Он посидел немного с закрытыми глазами. Теперь самое главное – ничего не забыть. Ничего и никого! Начать, конечно, нужно с этого, как его... с того мужика, которого они с Сайковым придавили, чтобы обзавестись машиной. Ведь это было одним из самых необходимых условий исполнения их замыслов.

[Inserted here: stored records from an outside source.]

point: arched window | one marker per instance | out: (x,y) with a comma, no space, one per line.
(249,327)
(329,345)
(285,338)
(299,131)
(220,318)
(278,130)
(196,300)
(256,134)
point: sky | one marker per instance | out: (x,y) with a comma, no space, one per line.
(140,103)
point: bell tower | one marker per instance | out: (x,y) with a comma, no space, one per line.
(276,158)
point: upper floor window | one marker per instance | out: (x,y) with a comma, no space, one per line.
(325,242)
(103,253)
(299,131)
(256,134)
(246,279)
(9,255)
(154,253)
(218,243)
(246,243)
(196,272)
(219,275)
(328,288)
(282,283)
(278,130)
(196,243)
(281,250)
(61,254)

Он беспомощно покачал головой, вспоминая, как драпал когда-то из Литвы. Зачем сорвался?! Молодой был, глупый. Все, что на нем висело, – это грабежи, разбой. Но не убийства! Там он никого не убивал, отделывался «отчуждением собственности», так сказать. Причем отчуждал он ее у кого? У преуспевающих литовцев? У полноправных граждан? Нет. Тряс почем зря соотечественников, таких же русских, как он сам, которые за бесценок продавали отличные квартиры, буквально за гроши сваливали мебель, посуду, технику, потому что вывезти контейнеры с вещами из Литвы становилось все труднее и не было никаких гарантий, что их не тормознет таможня и не придется все нажитое свалить на границе – за совершенно мифическое нарушение вывоза имущества из маленькой, но гордой Литовской Республики.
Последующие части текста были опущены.